1. The SATA interface makes this drive an easy drop-in upgrade for legacy enterprise servers and storage arrays, enabling dependable performance gains without changing existing backplanes or controller infrastructure.
2. Its top-end sequential read speed helps accelerate boot storms, backup restores, and large file access, making it well suited for read-centric enterprise workloads.
3. Strong random read capability supports fast response under mixed VM, database, and metadata-heavy activity, improving user experience in highly concurrent environments.
4. A 1 DWPD endurance rating provides predictable write durability for always-on business applications that need steady daily data turnover without moving to a higher-cost write-optimized SSD tier.
5. Built with 96-layer 3D TLC NAND and backed by low typical latency, the drive balances cost efficiency, flash density, and responsive access times for mainstream enterprise deployments.
lower_capacity: 120GB higher_capacity: 480GB The 240GB model sits at the sweet spot in this SSD family.
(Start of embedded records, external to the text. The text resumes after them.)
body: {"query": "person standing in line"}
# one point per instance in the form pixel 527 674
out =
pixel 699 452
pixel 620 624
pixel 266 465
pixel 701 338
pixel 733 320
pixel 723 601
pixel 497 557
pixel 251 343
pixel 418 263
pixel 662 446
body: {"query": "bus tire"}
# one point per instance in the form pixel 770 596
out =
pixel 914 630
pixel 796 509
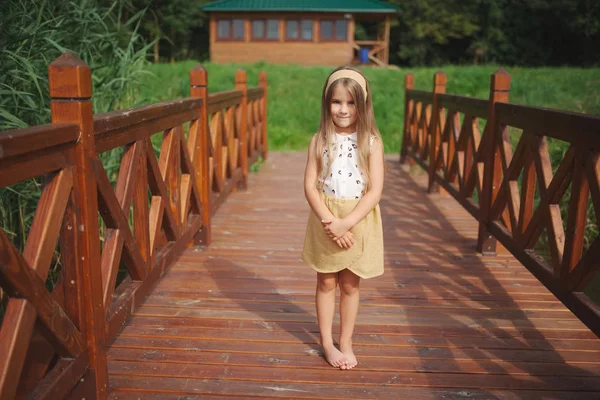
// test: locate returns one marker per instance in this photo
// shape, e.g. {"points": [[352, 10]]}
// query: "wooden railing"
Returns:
{"points": [[498, 186], [53, 341]]}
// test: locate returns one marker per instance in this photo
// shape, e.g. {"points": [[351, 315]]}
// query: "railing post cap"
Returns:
{"points": [[198, 76], [439, 78], [70, 77], [241, 76], [500, 80]]}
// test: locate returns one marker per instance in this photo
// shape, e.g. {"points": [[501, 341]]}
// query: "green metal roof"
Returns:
{"points": [[356, 6]]}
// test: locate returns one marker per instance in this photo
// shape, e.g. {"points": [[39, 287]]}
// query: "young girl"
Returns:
{"points": [[343, 181]]}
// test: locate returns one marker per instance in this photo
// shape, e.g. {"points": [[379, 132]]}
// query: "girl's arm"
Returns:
{"points": [[369, 200], [310, 184]]}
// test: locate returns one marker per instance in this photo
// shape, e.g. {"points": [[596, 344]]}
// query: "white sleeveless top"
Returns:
{"points": [[345, 180]]}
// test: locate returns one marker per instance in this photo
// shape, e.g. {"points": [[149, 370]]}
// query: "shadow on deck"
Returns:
{"points": [[238, 318]]}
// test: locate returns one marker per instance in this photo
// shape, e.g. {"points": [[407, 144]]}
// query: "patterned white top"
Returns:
{"points": [[345, 180]]}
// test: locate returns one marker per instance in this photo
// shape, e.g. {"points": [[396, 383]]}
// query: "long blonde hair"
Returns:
{"points": [[365, 125]]}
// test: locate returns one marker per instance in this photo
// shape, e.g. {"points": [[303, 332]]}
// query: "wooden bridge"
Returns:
{"points": [[191, 285]]}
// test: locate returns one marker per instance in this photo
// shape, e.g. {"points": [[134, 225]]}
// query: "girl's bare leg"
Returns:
{"points": [[349, 299], [325, 299]]}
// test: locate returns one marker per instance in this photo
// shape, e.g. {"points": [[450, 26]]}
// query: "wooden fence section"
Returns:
{"points": [[516, 192], [53, 342]]}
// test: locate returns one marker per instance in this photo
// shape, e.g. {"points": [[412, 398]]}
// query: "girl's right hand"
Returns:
{"points": [[346, 241]]}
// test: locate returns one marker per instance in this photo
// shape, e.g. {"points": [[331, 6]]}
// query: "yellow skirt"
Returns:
{"points": [[364, 259]]}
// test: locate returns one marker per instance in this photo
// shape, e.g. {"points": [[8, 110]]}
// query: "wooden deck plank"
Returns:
{"points": [[237, 319]]}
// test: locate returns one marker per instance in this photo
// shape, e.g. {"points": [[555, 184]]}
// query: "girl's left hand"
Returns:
{"points": [[336, 228]]}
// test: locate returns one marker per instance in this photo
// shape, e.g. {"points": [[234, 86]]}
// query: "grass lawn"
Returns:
{"points": [[295, 92]]}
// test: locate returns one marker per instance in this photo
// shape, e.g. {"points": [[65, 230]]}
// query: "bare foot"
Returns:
{"points": [[334, 357], [350, 357]]}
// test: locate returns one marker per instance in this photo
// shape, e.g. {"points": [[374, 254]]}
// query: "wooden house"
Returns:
{"points": [[306, 32]]}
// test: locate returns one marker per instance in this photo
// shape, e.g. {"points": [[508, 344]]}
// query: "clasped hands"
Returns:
{"points": [[338, 229]]}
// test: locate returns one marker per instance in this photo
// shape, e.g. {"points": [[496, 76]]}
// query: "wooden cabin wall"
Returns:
{"points": [[282, 51]]}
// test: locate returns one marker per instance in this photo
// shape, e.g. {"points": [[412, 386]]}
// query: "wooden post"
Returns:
{"points": [[409, 83], [499, 90], [71, 91], [199, 88], [439, 86], [262, 82], [241, 83], [386, 38]]}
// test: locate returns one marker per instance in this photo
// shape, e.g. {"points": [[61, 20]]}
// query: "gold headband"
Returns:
{"points": [[348, 73]]}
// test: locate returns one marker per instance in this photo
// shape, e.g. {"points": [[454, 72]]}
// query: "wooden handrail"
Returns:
{"points": [[36, 138], [188, 178], [466, 159]]}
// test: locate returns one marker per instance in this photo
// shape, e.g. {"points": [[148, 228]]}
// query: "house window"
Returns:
{"points": [[299, 30], [334, 30], [230, 29], [265, 29]]}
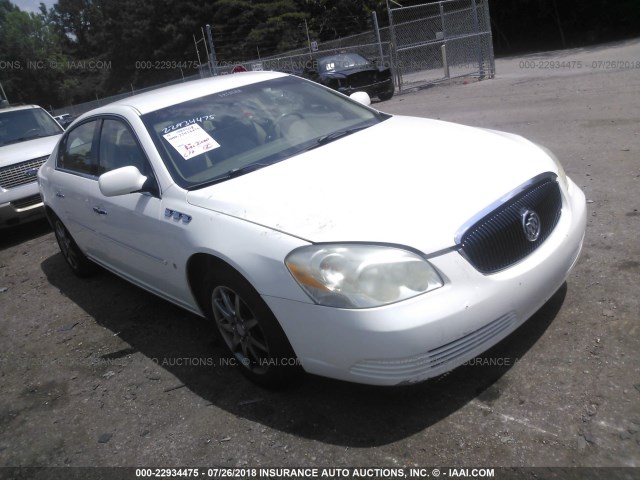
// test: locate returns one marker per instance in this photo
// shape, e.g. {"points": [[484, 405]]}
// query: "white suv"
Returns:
{"points": [[28, 135]]}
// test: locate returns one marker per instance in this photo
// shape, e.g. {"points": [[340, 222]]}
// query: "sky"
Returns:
{"points": [[32, 5]]}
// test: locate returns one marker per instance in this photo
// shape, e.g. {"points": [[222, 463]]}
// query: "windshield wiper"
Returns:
{"points": [[330, 137], [233, 173]]}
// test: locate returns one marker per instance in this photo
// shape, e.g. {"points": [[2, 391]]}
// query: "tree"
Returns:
{"points": [[32, 56]]}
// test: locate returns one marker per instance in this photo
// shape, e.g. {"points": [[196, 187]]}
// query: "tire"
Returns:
{"points": [[250, 331], [386, 96], [80, 265]]}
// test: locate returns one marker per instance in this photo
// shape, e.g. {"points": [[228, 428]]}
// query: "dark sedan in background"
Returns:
{"points": [[351, 72]]}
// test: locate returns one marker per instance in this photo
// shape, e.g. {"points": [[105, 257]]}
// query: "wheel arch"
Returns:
{"points": [[199, 267]]}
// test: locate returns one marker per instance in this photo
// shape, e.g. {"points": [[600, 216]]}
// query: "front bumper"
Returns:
{"points": [[19, 205], [423, 337]]}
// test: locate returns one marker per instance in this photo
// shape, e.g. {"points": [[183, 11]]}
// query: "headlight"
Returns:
{"points": [[360, 276]]}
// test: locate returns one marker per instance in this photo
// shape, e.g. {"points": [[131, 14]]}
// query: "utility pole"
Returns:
{"points": [[4, 101], [308, 38], [212, 52]]}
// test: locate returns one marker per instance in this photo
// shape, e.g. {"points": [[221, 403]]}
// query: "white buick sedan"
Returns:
{"points": [[319, 234]]}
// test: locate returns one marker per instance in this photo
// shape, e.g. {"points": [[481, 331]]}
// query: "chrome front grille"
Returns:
{"points": [[499, 240], [19, 174]]}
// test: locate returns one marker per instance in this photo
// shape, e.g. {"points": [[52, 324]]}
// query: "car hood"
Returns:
{"points": [[407, 181], [27, 150]]}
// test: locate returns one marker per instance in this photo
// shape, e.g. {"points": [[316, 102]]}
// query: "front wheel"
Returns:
{"points": [[77, 261], [250, 331], [386, 95]]}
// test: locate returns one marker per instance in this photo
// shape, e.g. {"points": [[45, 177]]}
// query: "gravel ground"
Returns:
{"points": [[100, 373]]}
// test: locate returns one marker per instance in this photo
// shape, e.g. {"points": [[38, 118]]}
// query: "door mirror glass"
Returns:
{"points": [[121, 181]]}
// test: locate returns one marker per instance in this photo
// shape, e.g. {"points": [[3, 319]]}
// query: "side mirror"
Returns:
{"points": [[121, 181], [361, 97]]}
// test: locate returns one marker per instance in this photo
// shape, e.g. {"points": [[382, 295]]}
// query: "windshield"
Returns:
{"points": [[26, 124], [226, 134], [340, 62]]}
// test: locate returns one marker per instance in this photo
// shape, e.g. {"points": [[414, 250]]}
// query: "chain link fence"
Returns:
{"points": [[423, 44], [441, 40]]}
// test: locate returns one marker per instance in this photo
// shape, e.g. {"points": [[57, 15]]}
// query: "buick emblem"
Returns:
{"points": [[531, 224]]}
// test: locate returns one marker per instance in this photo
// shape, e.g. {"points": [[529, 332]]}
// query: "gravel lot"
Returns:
{"points": [[100, 373]]}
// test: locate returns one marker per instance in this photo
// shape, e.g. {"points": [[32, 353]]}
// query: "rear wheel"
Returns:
{"points": [[250, 331], [77, 261]]}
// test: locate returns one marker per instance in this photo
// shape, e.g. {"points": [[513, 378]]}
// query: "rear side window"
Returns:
{"points": [[77, 153]]}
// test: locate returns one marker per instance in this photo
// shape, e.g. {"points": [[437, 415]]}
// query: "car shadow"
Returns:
{"points": [[320, 409], [12, 236]]}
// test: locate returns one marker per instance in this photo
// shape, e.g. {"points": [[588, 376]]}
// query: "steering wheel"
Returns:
{"points": [[275, 129]]}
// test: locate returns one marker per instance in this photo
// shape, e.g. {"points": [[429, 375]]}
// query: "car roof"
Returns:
{"points": [[19, 107], [182, 92]]}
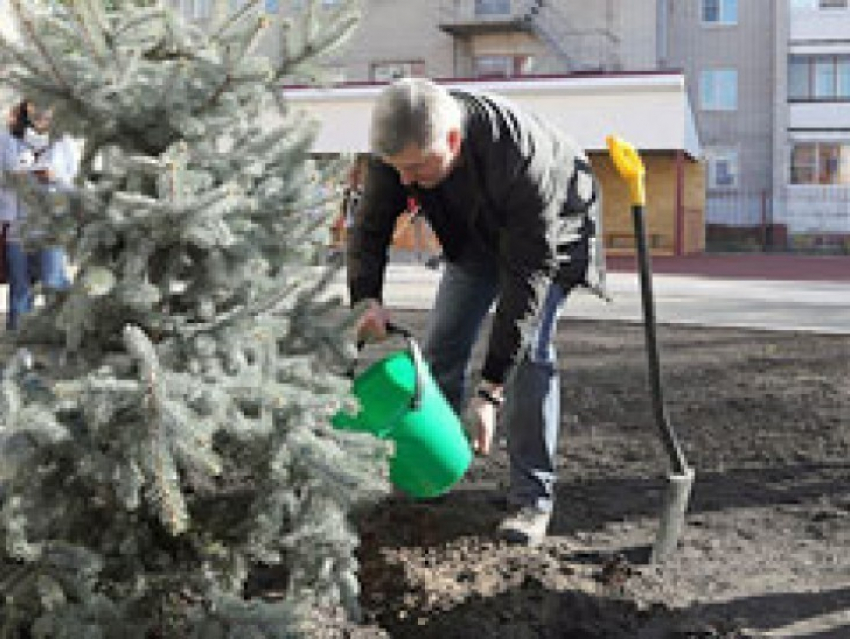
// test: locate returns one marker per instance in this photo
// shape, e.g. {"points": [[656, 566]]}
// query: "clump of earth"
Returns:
{"points": [[764, 419]]}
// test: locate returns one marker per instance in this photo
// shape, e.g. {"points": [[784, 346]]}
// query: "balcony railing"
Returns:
{"points": [[470, 17]]}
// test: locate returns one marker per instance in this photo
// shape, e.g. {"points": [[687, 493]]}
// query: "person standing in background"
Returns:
{"points": [[26, 147]]}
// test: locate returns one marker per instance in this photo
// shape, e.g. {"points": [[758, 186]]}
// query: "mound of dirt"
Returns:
{"points": [[764, 419]]}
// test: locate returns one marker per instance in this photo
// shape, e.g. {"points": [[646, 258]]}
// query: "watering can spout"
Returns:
{"points": [[401, 402]]}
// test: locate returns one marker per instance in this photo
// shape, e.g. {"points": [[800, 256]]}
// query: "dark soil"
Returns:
{"points": [[765, 420]]}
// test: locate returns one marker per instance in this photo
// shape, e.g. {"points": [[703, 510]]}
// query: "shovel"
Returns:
{"points": [[681, 479]]}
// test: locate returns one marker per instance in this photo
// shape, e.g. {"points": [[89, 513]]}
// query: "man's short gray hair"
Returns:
{"points": [[412, 110]]}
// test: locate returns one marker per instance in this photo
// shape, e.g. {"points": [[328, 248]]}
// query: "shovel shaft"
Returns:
{"points": [[668, 435]]}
Compared with the 120GB version, it provides much better headroom for OS images, logs, metadata, and application growth, reducing the risk of early capacity pressure in enterprise environments. Compared with the 480GB option, it preserves nearly the same class of sequential throughput and random IOPS while offering a more attractive cost profile and lower overprovisioning burden per node. This makes it especially well suited for small to mid-sized virtualization clusters, edge servers, or compact database and boot-storage tiers.
Q: Is MTFDDAK240TDS-1AW1ZABYY suitable for a write-heavy database server?
A: Yes, it can support write-intensive database workloads thanks to its 1 DWPD endurance, 438 TBW rating, 96-layer 3D TLC NAND, and PLP. For extremely heavy writes, higher-endurance models may be preferable.
Q: How many full drive writes per day can it actually endure over its warranty period?
A: This model is rated for 1 DWPD, meaning it can sustain one full 240GB drive write per day throughout its warranty period, consistent with its total endurance rating of 438 TBW.
Q: Does it include power loss protection (PLP) and why is that critical?
A: Yes, it includes power loss protection. PLP helps preserve in-flight data and metadata during unexpected power interruptions, reducing corruption risk and improving reliability in enterprise and database environments.
Q: What RAID level is recommended for this SSD?
A: RAID 1, RAID 10, or RAID 5/6 may be selected depending on performance, redundancy, and capacity needs. For database workloads, RAID 10 is commonly recommended for balanced speed and fault tolerance.